Python performance vs perl

Question

Python performance vs perl

Decision

This solved all the problems with my Perl code (plus additional implementation code .... :-)) Enabling both Perl and Python is equally awesome.

use WWW::Curl::Easy;

Thanks to everyone who answered, I really appreciate.

Edit

It seems like the Perl code I use spends most of the time doing http get, for example:

 my $start_time = gettimeofday; $request = HTTP::Request->new('GET', 'http://localhost:8080/data.json'); $response = $ua->request($request); $page = $response->content; my $end_time = gettimeofday; print "Time taken @{[ $end_time - $start_time ]} seconds.\n";

Result:

 Time taken 74.2324419021606 seconds.

My python code is in comparison:

 start = time.time() r = requests.get('http://localhost:8080/data.json', timeout=120, stream=False) maxsize = 100000000 content = '' for chunk in r.iter_content(2048): content += chunk if len(content) > maxsize: r.close() raise ValueError('Response too large') end = time.time() timetaken = end-start print timetaken

Result:

 20.3471381664

In both cases, the sorting time is second. Therefore, first of all, I apologize for the misleading question, and this is another lesson for me to never make assumptions .... :-)

I am not sure what is the best thing about this right now. Perhaps someone can suggest a better way to fulfill the request in perl?

End of editing

This is just a quick question about sorting performance differences in Perl vs Python. It is not a question of which language is better / faster, etc., For the record, I first wrote it in perl, noticed the sorting time, and then tried to write the same thing in python to find out how fast it would be, I just want to know how can i make Perl code run as fast as python code?

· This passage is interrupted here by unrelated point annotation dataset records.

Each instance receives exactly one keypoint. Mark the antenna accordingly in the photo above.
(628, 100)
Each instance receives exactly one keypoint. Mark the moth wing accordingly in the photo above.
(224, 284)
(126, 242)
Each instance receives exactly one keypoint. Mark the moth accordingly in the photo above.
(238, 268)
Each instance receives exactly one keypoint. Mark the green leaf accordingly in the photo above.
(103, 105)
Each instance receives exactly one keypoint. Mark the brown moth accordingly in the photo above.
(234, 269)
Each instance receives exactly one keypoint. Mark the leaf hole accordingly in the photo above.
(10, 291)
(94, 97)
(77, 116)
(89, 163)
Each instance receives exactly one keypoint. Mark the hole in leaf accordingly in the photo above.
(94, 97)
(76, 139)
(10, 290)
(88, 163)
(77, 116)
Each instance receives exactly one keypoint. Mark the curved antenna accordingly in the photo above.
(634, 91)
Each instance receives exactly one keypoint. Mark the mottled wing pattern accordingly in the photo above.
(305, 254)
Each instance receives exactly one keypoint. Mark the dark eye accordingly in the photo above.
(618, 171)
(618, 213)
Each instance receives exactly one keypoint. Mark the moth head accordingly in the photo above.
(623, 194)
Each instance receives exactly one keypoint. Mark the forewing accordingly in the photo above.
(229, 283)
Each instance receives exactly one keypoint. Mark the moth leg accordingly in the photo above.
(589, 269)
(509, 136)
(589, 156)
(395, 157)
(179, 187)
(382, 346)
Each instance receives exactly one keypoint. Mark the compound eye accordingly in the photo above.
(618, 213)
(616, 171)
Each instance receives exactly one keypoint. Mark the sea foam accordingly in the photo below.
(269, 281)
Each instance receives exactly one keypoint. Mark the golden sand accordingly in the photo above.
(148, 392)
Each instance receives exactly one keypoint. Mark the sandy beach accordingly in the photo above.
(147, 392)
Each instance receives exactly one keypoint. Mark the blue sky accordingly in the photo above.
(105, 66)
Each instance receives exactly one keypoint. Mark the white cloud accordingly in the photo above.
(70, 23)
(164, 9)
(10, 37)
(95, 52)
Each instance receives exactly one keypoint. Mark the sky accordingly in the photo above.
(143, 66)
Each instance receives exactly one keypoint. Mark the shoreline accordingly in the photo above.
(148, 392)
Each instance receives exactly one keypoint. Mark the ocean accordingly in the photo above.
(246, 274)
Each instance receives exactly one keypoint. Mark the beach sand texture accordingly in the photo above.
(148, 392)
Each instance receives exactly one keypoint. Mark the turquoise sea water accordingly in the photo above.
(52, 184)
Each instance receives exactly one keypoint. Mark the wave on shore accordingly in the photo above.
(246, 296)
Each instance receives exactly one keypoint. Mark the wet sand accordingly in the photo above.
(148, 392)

Lets say we have the following json:

 ["3434343424335": { "key1": 2322, "key2": 88232, "key3": 83844, "key4": 444454, "key5": 34343543, "key6": 2323232 }, "78237236343434": { "key1": 23676722, "key2": 856568232, "key3": 838723244, "key4": 4434544454, "key5": 3432323543, "key6": 2323232 } ]

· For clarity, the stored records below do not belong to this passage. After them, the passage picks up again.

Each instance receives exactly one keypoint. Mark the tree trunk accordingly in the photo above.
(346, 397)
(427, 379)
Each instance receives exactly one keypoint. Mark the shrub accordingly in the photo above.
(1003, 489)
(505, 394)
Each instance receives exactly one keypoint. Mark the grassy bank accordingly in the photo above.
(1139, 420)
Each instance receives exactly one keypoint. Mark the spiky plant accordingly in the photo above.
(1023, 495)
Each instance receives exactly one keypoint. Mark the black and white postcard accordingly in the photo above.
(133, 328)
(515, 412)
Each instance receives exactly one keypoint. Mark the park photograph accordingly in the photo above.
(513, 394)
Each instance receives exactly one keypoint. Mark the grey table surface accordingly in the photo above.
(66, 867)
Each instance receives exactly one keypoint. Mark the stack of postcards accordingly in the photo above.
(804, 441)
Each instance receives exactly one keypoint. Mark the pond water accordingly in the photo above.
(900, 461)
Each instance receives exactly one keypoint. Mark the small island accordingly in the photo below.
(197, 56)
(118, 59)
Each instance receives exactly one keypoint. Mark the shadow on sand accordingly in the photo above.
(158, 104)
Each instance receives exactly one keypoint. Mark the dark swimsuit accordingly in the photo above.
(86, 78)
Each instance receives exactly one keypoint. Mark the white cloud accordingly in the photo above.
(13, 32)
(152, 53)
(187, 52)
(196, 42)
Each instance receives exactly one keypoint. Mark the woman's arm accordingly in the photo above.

Suppose we have a list of about 30k-40k entries that we want to sort by one of the sub-keys. Then we want to create a new array of records arranged under the key.

Perl - takes about 27 seconds

 my @list; $decoded = decode_json($page); foreach my $id (sort {$decoded->{$b}->{key5} <=> $decoded->{$a}->{key5}} keys %{$decoded}) { push(@list,{"key"=>$id,"key1"=>$decoded->{$id}{key1}...etc)); }

Python - takes about 6 seconds

 list = [] data = json.loads(content) data2 = sorted(data, key = lambda x: data[x]['key5'], reverse=True) for key in data2: tmp= {'id':key,'key1':data[key]['key1'],etc.....} list.append(tmp)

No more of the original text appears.